The drop to $104.87 billion is due in part to a loss of revenue. Rep. Donna Howard (D-Austin) says the lower budget is also self-inflicted.
“We knew last session when we had approximately $4 billion in tax cuts that the oil and gas industry was going to be slowing down, we would have less revenue coming in,” Howard says. “That means we have to figure out other ways to fund critical needs of education, healthcare and other parts of infrastructure.”
Rep. Cindy Burkett (R-Sunnyvale) says the state’s priority needs move around each session and lawmakers will do their best to work within the allotted budget. The state has also asked each agency to submit their funding needs at 4 percent less that what they currently have.
“We’ll look at every single need,” Burkett says. “Hopefully sometime between January and May we get a little bit more flexibility as we actually start getting actual numbers in.”
Howard says there already is money that allows for flexibility: the Economic Stabilization Fund, or rainy day fund, which has a projected $12 billion.
“We have room to use some of those funds within the Economic Stabilization Fund,” she says, “which is to help us weather the storm of some downturns.”
Using the fund would prevent lawmakers from making unnecessary cuts and help the state fund much-needed areas like Child Protective Services and public education, Howard says.
“The fact is that we have been balancing the budget, in my opinion, on the backs of children,” Howard says. “We not only have the issues with the foster care system but we have also recently heard about a large number of special education students not getting their needs met.

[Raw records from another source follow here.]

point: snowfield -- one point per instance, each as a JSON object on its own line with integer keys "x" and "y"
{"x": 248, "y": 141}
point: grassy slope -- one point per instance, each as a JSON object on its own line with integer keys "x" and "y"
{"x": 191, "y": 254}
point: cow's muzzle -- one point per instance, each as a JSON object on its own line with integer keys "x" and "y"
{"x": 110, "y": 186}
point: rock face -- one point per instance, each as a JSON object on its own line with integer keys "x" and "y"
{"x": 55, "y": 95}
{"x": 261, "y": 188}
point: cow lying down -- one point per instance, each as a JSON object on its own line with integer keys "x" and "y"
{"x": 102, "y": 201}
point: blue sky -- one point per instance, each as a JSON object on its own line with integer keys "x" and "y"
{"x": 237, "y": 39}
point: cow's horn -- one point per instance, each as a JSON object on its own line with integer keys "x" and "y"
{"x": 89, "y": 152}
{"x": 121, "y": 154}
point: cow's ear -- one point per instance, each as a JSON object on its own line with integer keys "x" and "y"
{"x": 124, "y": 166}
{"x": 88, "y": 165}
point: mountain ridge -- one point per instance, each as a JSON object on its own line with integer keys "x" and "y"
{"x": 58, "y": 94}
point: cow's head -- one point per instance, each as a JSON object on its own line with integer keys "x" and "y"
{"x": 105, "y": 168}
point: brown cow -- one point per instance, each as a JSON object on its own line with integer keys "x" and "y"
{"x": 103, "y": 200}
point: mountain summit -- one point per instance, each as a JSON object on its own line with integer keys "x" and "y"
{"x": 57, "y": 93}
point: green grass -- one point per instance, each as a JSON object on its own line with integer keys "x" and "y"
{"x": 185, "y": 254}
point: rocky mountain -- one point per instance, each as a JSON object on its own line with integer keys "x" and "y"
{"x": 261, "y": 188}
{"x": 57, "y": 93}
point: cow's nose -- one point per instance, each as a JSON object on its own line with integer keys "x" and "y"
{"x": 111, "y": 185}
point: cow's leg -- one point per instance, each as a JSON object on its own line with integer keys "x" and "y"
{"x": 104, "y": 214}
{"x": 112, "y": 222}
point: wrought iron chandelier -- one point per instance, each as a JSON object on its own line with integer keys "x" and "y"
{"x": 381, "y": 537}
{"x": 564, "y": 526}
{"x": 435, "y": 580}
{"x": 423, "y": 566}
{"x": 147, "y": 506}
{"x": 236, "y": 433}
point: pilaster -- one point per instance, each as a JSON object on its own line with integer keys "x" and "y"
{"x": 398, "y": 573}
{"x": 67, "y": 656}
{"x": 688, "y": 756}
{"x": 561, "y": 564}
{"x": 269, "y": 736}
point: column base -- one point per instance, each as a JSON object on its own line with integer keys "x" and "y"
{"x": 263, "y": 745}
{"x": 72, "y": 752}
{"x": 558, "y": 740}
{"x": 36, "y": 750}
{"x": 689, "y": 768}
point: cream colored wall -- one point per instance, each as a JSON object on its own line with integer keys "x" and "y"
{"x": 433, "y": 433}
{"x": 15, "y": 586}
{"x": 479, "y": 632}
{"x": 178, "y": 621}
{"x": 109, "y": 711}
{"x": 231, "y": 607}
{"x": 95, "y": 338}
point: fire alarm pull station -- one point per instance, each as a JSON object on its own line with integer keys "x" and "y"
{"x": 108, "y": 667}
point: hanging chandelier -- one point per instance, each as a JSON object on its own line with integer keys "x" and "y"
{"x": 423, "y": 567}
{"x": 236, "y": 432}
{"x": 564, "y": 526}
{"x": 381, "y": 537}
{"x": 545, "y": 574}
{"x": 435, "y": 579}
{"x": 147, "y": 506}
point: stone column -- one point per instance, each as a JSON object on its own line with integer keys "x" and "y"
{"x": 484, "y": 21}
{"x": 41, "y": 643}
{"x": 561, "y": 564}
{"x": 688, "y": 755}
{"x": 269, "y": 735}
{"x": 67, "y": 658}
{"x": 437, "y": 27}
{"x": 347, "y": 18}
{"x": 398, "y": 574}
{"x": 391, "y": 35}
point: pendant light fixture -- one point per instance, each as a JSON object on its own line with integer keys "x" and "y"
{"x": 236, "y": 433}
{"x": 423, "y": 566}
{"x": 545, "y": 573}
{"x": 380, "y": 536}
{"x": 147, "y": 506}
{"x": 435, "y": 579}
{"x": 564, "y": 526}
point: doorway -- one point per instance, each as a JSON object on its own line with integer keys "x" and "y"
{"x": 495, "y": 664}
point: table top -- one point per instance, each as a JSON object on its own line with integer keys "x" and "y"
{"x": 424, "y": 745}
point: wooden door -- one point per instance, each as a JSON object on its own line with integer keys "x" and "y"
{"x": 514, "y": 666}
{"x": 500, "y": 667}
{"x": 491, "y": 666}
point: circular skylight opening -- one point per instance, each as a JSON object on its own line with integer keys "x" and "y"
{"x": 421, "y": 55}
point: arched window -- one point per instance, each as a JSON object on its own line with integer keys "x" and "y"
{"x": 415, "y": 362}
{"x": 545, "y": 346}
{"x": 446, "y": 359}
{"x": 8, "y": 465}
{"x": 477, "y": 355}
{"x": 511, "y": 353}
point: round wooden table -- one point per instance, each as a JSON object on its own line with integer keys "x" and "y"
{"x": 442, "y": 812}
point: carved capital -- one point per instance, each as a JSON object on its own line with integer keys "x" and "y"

There are many needs that we could be funding that help children, that may or may not be a crisis to some people. But I think that’s a real moral and fiduciary duty we have.”
Burkett says the fund is only for emergency items, not long-term funding.
“The downside to using rainy day fund money for anything that’s an ongoing budget requirement, i.e. salaries of any sort … is that it’ll quickly be eaten down using your ‘savings.’ And then what happens when you get to the end of it?”